Statistical Profiling

• Instrument heap accesses

• Block-level dynamic instrumentation

• Reduce instrumentation based on number of times a block has been hit

• No formal measure of confidence provided

Conclusions

• GSRV is a novel tool suite for randomized: – Static and runtime verification of ESS (growing)

• General purpose tools (plug-ins):– Code instrumenter: constructs the product BA

– Intra/inter-procedural slicer: in work

• Static verification tools (plug-ins):– GAM: CFG-GIMPLE abstract machine

– Monte Carlo MC: statistical algorithm for LTL-MC

• Runtime verification tools (static libraries):– Dispatcher: catches and dispatches events to RV

– Monte Carlo RV: statistical algorithm for LTL-RV

Static and Runtime Verification A Monte Carlo Approach State University of New York at Stony Brook...

Documents

Transcript of Static and Runtime Verification A Monte Carlo Approach State University of New York at Stony Brook...

Jideg Apostu Radu

David Brumley dbrumley@cs.cmu.edu Tzi-cker Chiueh chiueh@cs.sunysb.edu Robert Johnson rtjohnso@cs.sunysb.edu Huijia Lin huijia@cs.cornell.edu

PDE 2979-20210401095409...Cristinela GROSU, Director General Adjunct Digitally signed by GROSU GROSU CRISTINELA CRISTIN ELA Date: 2021.03.23 1 +02'00' Pag. 1 din I BENTA COMPETENT

Zastita Na Radu

Radu Resume

Compiler Assisted Software Verification Using Plug-Ins Radu Grosu SUNY at Stony Brook

Discrete Abstraction of Multia ne Systems · Discrete Abstraction of Multia ne Systems Hui Kong 1, Ezio Bartocci 2, Sergiy Bogomolov , Radu Grosu 2 Thomas A. Henzinger 1, uY Jiang

Learning Cycle-Linear Hybrid Automata for Excitable Cells Radu Grosu SUNY at Stony Brook

Hierarchical Design and Analysis of Reactive Systems Radu Grosu Stony Brook University radu.

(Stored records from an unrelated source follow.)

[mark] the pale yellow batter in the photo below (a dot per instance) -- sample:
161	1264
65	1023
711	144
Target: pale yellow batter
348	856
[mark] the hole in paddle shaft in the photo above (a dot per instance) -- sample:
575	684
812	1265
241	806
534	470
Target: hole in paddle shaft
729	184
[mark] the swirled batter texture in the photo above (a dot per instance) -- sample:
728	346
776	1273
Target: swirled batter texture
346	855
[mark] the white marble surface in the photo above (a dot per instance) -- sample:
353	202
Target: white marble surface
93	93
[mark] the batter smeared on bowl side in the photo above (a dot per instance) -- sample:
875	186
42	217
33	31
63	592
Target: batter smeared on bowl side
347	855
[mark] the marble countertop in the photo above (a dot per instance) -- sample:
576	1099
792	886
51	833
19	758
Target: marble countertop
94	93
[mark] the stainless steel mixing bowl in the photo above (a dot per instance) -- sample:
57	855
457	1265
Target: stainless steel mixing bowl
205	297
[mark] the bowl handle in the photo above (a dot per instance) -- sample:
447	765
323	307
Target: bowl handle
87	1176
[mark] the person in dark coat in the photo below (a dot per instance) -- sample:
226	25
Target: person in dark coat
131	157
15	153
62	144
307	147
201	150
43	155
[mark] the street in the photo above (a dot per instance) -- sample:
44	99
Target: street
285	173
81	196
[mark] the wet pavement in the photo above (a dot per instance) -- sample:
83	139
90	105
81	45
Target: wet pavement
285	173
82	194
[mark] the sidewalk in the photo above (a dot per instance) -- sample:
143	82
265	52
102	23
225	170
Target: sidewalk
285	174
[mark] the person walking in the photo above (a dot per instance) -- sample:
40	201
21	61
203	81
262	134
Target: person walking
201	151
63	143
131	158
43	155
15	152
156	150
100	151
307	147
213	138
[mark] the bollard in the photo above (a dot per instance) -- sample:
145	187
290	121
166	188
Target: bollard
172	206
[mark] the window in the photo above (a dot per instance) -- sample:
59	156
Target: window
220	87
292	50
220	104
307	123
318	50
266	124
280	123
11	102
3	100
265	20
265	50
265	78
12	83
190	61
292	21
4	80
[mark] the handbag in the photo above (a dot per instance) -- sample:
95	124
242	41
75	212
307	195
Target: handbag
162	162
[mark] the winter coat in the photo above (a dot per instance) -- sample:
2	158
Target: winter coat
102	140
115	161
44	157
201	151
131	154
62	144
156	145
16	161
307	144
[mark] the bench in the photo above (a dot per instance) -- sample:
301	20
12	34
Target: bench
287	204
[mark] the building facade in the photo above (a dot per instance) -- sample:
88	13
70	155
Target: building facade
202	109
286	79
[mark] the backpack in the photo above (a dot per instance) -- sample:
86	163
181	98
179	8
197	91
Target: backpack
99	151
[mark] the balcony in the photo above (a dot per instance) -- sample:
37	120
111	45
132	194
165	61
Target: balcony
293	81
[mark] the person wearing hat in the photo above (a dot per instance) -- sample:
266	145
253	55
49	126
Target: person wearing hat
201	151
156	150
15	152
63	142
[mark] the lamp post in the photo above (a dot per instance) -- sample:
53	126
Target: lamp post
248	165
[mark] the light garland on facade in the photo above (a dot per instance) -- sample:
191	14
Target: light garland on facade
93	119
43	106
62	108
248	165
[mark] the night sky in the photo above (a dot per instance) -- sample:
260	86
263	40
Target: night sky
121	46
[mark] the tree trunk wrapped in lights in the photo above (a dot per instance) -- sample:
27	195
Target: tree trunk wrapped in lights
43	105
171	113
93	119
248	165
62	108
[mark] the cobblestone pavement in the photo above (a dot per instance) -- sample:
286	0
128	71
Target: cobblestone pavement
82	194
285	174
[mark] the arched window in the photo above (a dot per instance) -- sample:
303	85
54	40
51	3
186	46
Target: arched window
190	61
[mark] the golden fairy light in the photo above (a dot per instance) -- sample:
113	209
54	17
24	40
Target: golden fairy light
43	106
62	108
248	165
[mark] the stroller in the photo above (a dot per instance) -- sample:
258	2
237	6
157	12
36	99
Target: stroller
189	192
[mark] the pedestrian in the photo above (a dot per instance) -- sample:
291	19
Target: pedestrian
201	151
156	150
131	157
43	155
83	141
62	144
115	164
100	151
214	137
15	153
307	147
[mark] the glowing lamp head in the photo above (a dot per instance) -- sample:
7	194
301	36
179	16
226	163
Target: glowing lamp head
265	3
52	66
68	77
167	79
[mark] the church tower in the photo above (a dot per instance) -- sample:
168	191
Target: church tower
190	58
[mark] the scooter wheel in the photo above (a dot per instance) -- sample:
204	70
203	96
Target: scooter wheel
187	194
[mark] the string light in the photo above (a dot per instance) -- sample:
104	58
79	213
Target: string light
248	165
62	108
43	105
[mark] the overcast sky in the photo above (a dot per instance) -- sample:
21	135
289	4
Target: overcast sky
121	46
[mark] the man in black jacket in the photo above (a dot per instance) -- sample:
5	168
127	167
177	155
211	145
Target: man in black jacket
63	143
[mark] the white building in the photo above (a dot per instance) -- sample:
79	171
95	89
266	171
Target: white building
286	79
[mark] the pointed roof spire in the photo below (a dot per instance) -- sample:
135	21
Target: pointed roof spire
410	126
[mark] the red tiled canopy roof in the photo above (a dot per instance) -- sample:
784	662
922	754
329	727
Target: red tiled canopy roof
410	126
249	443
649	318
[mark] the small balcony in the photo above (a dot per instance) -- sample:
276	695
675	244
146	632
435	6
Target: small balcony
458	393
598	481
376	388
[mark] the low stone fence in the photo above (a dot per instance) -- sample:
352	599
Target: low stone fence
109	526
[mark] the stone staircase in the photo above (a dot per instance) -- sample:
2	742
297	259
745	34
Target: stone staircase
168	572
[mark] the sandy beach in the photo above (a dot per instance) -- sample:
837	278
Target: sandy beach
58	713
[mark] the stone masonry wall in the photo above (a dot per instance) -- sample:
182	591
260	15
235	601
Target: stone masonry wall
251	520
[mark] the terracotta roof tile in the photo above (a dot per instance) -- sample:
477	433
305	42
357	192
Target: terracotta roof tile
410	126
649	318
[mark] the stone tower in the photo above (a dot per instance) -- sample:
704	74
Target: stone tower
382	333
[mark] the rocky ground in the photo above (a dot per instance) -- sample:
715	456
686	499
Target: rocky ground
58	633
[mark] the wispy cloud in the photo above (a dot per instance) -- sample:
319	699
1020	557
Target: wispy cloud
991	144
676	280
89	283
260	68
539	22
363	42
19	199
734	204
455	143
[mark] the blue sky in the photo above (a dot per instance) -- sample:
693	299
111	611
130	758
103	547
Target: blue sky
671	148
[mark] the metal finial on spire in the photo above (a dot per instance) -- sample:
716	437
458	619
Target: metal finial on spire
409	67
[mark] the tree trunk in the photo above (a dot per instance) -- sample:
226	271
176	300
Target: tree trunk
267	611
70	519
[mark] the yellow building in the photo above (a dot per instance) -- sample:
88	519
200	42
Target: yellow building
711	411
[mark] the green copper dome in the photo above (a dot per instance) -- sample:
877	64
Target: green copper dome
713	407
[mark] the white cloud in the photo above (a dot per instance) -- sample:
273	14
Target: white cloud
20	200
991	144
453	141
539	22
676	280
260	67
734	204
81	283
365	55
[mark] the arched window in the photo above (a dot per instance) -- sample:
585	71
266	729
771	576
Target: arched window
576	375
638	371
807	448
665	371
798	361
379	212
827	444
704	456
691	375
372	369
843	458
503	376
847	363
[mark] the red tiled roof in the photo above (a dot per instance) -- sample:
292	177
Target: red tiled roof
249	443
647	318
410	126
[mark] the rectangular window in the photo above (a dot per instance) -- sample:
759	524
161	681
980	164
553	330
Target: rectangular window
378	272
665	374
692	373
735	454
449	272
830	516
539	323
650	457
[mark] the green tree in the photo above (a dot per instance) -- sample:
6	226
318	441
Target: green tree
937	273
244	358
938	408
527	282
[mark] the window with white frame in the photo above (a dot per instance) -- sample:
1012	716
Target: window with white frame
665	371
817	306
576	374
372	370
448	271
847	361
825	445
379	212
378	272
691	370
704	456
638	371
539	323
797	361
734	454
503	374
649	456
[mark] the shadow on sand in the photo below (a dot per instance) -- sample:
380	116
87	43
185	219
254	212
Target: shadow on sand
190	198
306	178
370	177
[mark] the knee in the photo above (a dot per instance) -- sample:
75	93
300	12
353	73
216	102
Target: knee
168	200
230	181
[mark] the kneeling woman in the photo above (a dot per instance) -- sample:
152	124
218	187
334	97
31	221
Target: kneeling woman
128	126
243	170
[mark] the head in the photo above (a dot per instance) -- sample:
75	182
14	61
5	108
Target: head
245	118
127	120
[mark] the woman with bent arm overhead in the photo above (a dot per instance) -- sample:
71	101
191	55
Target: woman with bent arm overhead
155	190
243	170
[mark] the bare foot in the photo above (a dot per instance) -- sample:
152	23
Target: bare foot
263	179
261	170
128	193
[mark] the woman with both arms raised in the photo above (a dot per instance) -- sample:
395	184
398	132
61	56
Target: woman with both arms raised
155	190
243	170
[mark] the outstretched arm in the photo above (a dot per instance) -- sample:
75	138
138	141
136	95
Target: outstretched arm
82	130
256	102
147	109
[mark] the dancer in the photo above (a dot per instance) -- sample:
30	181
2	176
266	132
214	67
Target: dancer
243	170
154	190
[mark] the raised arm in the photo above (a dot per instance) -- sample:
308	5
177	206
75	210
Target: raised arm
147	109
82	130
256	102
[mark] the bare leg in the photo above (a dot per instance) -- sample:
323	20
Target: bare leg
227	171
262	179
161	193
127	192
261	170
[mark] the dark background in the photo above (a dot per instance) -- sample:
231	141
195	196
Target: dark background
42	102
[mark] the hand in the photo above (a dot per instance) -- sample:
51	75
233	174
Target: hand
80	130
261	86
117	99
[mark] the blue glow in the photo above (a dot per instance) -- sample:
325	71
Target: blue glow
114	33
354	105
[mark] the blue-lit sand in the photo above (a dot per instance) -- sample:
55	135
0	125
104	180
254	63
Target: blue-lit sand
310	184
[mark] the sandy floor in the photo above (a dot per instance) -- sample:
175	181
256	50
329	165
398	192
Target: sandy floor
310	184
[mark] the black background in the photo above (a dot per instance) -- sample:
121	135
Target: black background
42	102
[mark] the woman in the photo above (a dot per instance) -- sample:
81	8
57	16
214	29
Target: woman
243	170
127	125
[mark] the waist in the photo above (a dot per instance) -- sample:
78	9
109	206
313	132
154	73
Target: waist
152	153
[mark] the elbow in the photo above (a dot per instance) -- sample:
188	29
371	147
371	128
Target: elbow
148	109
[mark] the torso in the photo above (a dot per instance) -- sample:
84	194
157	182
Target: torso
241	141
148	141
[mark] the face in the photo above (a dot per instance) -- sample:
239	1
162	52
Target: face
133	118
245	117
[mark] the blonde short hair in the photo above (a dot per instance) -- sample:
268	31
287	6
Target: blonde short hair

Radu Grosu SUNY at Stony Brook

Butum Radu Eugen

Alexander Grosu - On the Distribution of Genitive Phrases in Romanian

Efficient Modeling of Excitable Cells Using Hybrid Automata Radu Grosu SUNY at Stony Brook

Shared Variables Interaction Diagrams Radu Grosu State University of New York at Stony Brook joint work with Rajeev Alur University of Pennsylvania.

From Signal Temporal Logic to FPGA MonitorsFrom Signal Temporal Logic to FPGA Monitors Stefan Jakˇsi c´ , Ezio Bartocci †, Radu Grosu , Reinhard Kloibhofer , Thang Nguyen‡ and

Radu Cristian Barna

Hybrid Systems Modeling, Analysis and Control · Radu Grosu Vienna University of Technology Hybrid Systems Modeling, Analysis and Control Lecture 11 Constraint Satisfaction Using

Radu Cosmin 8218

· solovastru camelia rodica istoc grosu robert zsolt istoc grosu anda paula solomon marcela alina chiper raluca andreea marin ildiko marin julia renata truta adrian balea liviu

Learning Cycle-Linear Hybrid Automata for Excitable Cells Radu Grosu SUNY at Stony Brook Joint work with Sayan Mitra and Pei Ye.